3. The apparatus according to claim 2, further comprising:

a camera unit configured to take a facial image of the user;

a view position calculation unit configured to calculate the user's view position in a camera coordinate system of the camera unit from the facial image;

a fourth storage unit configured to store a position information of the camera unit in the world coordinate system; and

a second conversion unit configured to convert the user's view position to the view position in the world coordinate system, using the position information of the camera unit.

4. The apparatus according to claim 2, wherein

the view position in the world coordinate system is previously fixed.

5. The apparatus according to claim 2, wherein,

if a plurality of display units exists in the world coordinate system,

the first decision unit decides whether the half-line crosses each of the plurality of display units.

6. The apparatus according to claim 5, wherein,

if the first decision unit decides that the half-line crosses at least two display units,

the first decision unit selects one display unit having a cross position nearest to the view position in the world coordinate system, from the at least two display units, and

the second decision unit decides whether the half-line crosses the object displayed on the selected display unit.

7. The apparatus according to claim 2, wherein,

if a plurality of objects is displayed on the display unit,

the second decision unit decides whether the half-line crosses each of the plurality of objects.

8. The apparatus according to claim 2 further comprising:

a real object position storage unit configured to store a position information of a real object in the world coordinate system, the real object being visible by the user via the touch panel; and

a third decision unit configured to decide whether the half-line crosses the real object using the position information of the real object.

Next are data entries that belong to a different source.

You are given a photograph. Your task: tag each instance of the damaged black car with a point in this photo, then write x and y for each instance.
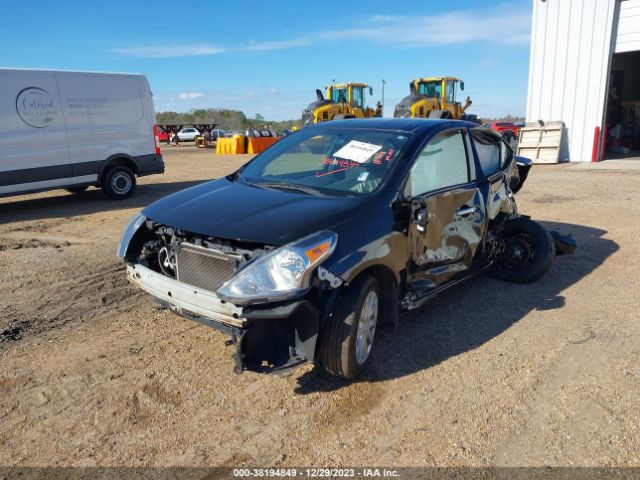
(304, 251)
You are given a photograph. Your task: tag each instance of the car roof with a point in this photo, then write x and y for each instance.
(404, 124)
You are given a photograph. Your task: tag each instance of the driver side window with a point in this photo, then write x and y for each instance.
(442, 163)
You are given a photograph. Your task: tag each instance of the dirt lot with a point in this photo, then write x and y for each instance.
(488, 374)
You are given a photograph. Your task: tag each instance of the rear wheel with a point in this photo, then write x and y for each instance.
(529, 252)
(119, 183)
(77, 189)
(350, 333)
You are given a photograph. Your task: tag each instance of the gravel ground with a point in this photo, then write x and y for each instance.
(487, 374)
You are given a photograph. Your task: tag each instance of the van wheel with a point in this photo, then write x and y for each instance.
(119, 183)
(348, 339)
(77, 189)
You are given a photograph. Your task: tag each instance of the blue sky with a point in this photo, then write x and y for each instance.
(269, 57)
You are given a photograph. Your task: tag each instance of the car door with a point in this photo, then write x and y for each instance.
(493, 158)
(447, 211)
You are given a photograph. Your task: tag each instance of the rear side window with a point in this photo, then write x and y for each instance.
(489, 149)
(442, 163)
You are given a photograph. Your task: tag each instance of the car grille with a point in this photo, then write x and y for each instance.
(203, 268)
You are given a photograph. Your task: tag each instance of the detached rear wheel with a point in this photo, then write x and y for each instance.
(529, 252)
(119, 183)
(350, 334)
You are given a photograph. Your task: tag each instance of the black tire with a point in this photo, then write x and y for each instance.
(338, 354)
(529, 252)
(77, 190)
(118, 183)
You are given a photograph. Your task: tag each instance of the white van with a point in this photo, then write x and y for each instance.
(75, 129)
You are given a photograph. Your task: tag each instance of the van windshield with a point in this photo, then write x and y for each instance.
(350, 162)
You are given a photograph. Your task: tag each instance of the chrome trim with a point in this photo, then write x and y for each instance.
(182, 296)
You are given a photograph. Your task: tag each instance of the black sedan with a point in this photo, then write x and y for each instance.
(304, 251)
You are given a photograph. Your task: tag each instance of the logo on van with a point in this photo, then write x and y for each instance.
(35, 107)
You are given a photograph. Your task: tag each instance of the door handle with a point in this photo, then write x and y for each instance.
(466, 211)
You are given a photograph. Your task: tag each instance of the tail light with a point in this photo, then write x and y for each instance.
(155, 139)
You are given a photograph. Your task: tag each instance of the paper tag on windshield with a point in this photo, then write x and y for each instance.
(363, 176)
(357, 151)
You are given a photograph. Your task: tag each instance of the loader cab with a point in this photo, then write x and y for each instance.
(350, 93)
(430, 89)
(440, 88)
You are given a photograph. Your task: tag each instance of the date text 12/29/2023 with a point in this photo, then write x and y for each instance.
(314, 472)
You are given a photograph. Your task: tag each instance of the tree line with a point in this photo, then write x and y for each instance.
(225, 119)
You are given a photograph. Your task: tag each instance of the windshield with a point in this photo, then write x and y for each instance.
(339, 95)
(431, 89)
(350, 162)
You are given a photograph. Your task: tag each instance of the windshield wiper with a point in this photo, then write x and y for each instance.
(290, 186)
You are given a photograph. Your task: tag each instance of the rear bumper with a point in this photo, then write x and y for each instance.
(269, 338)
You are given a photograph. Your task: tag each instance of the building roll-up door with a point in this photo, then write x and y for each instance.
(628, 32)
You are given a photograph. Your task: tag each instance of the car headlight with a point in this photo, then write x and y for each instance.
(282, 273)
(132, 227)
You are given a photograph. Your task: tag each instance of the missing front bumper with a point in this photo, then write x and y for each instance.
(269, 338)
(180, 296)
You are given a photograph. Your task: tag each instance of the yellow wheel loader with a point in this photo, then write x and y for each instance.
(344, 100)
(434, 97)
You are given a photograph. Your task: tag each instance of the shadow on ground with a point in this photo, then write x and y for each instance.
(470, 314)
(86, 203)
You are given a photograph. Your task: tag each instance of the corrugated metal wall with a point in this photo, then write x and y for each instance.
(570, 54)
(628, 31)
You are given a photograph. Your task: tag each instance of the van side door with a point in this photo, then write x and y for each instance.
(447, 211)
(34, 153)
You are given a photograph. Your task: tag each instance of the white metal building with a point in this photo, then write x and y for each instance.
(585, 71)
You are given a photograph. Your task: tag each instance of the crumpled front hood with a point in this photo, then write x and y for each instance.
(234, 211)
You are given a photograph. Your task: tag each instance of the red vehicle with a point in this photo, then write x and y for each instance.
(162, 136)
(509, 130)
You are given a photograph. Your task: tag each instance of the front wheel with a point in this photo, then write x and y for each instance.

9. The apparatus according to claim 8, wherein,

if a plurality of real objects exists in the world coordinate system,

the third decision unit decides whether the half-line crosses each of the plurality of real objects.

10. The apparatus according to claim 9, wherein,

if the third decision unit decides that the half-line crosses at least two real objects,

the third decision unit selects one real object having a cross position nearest to the view position in the world coordinate system, from the at least two real objects.

11. The apparatus according to claim 8, wherein,

if it is decided that the half-line crosses the display unit and the real object,

the third decision unit decides whether a cross position of the display unit is nearer to the view position than a cross position of the real object in the world coordinate system, and

if the third decision unit decides that the cross position of the display unit is nearer to the view position,

the second decision unit decides whether the half-line crosses the object displayed on the display unit.

12. A method for detecting an object pointed by a user, comprising:

detecting a user's touch position on a touch panel by a touch position detector;

converting the user's touch position to a touch position in a world coordinate system, using a position information of the touch position detector in the world coordinate system;

generating a half-line connecting the touch position and a view position of the user in the world coordinate system;

deciding whether the half-line crosses a display unit using a position information of the display unit in the world coordinate system, the display unit being separately located from the touch panel and displaying an object visible by the user via the touch panel; and

deciding whether the half-line crosses the object on the display unit using a position information of the object in a screen coordinate system of the display unit, when it is decided that the half-line crosses the display unit.